And that’s it! That’s all I can think of that I would really enjoy as a career. Computational linguistics-related stuff isn’t on the list. It’s interesting stuff but it’s not something I love doing. Maybe I’ll have stronger feelings about it once I actually delve into more grad-level classes centered around it. I still don’t know enough about the field.
The big problem, as it has always been, is that I hate quantitative stuff. Programming’s fine, to an extent, but regardless of how “natural” I might be at it, I hate doing math. It bores me, annoys me, confuses me. I seriously believe I would not be able to put up with even a year of it to be able to achieve something engineering-related.
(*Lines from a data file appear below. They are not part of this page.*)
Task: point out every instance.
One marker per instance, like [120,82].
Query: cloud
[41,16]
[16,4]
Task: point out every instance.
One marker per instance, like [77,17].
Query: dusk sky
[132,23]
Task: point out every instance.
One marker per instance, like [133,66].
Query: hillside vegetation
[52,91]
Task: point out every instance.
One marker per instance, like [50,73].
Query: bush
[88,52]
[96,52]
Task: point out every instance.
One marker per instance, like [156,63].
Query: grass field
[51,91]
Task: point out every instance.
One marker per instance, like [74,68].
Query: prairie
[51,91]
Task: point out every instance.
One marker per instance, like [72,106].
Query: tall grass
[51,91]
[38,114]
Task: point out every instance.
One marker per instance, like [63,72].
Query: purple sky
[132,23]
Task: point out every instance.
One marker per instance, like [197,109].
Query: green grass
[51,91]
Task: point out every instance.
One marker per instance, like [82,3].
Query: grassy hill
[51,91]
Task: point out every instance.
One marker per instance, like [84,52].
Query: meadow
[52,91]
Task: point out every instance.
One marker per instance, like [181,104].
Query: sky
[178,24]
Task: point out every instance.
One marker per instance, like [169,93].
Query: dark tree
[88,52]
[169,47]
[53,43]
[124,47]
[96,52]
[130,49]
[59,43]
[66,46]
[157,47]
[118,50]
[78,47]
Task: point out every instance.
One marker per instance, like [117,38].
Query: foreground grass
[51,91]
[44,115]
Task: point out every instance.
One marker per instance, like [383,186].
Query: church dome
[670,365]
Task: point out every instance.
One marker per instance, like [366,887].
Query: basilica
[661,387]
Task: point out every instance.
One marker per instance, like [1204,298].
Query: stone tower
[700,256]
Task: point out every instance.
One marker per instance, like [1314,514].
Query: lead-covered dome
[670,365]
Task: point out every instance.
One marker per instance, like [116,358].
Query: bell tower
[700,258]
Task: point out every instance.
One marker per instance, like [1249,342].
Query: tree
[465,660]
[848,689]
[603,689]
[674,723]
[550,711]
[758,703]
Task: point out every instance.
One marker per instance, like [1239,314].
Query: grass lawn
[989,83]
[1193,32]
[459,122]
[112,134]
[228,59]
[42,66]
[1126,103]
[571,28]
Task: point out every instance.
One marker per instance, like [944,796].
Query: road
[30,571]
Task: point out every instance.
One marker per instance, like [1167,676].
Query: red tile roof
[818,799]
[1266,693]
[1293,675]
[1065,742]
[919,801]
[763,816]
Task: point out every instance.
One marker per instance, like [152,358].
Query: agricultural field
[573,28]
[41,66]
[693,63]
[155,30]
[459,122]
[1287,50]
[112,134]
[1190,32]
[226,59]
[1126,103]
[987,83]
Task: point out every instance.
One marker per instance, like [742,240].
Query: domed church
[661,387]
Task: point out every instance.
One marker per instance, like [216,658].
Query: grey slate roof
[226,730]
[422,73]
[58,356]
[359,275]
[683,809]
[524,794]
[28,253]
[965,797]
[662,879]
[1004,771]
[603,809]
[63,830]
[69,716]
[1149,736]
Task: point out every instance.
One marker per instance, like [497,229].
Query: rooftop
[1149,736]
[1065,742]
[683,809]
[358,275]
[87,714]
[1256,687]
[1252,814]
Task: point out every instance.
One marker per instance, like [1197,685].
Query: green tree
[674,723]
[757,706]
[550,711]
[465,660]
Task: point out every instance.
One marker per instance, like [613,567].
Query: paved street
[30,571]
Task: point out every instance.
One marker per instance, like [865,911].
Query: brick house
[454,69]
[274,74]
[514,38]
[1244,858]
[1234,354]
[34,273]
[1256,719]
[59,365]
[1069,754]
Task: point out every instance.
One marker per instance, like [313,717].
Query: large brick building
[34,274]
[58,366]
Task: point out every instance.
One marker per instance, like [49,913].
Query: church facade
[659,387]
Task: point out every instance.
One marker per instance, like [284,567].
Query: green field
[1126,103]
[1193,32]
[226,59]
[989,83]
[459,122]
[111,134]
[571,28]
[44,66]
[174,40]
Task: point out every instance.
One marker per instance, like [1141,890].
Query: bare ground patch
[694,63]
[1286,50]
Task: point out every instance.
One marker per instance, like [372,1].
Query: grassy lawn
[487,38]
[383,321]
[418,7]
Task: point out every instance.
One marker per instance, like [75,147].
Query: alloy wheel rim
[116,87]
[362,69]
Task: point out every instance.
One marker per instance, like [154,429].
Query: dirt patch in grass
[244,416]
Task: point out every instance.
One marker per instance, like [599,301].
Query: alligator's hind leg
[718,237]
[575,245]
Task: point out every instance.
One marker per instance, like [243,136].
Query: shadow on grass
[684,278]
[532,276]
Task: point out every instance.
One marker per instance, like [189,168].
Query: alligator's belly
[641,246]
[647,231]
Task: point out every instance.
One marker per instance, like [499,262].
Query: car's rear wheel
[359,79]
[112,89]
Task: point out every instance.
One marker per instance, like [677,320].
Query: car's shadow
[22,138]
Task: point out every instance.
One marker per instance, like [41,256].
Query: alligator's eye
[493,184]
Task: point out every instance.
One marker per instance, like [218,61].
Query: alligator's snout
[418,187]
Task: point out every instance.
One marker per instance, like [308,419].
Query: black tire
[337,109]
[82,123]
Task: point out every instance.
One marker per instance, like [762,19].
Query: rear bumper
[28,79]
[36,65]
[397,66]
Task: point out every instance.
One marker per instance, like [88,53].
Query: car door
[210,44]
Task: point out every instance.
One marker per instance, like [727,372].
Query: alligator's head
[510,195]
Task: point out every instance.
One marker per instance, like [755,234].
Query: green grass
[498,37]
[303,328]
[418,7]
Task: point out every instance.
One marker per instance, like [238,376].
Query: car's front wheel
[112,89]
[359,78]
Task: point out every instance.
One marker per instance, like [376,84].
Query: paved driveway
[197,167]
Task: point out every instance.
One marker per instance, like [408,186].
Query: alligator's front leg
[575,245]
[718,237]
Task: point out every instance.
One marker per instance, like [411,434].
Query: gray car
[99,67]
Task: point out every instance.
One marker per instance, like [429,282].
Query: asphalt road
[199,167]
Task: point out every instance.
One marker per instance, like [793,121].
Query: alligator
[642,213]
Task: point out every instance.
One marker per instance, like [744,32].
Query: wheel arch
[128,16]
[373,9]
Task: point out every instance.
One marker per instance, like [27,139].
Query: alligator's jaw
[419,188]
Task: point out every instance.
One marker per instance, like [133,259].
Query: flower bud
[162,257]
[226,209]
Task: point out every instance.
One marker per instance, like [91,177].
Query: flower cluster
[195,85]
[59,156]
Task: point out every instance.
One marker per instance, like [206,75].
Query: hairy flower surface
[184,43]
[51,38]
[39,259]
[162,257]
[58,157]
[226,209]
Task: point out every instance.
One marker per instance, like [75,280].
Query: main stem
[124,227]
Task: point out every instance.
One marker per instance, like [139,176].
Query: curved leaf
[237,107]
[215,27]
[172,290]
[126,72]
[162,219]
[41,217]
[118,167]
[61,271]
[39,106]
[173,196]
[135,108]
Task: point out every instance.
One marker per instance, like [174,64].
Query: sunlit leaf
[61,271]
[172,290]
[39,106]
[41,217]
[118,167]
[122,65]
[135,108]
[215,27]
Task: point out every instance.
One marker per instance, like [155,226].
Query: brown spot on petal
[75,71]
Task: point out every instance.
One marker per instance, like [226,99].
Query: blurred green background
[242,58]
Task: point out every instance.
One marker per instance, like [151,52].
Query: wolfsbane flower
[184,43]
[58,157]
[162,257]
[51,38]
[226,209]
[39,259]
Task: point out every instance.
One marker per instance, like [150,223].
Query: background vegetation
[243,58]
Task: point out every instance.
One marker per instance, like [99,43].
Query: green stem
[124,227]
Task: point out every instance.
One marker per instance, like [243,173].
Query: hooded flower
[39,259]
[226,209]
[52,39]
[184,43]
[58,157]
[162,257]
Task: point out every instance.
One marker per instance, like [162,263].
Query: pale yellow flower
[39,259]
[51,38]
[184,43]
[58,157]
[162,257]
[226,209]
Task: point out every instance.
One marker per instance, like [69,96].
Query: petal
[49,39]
And there’s also the fact that I’m just a 3.0 student. I’m not a genius, I don’t get awards, I don’t get scholarships and grants – I’m just really lucky to have cash in my pocket. The problem with not having a passion is I don’t try my very hardest to achieve.
Man, I’m really thinking of taking this summer and doing something with it. Going somewhere, expanding my horizons, leaving my student life behind for at least a few months. Unfortunately, that’s something I said I’d do last summer and I ended up sitting on my ass and working less-than-part-time, minus July when I went to Israel.
Ho hum.

3 comments

  1. Ted Kaczynski on Passion:
    History shows that leisured aristocracies tend to become decadent. Leisured and secure aristocracies have no need to exert themselves usually become bored, hedonistic and demoralized even though they have power. He ends his argument by saying that goals are the answer to this, artificial goals, since we have no need in a technological society to have real goals.
    Read his manifesto its kinda interesting.

    1. I love how Ted Kaczynski is seen as this disgruntled crazy man from the woods when by other accounts he was a genius who went to Harvard at age 16 on a scholarship.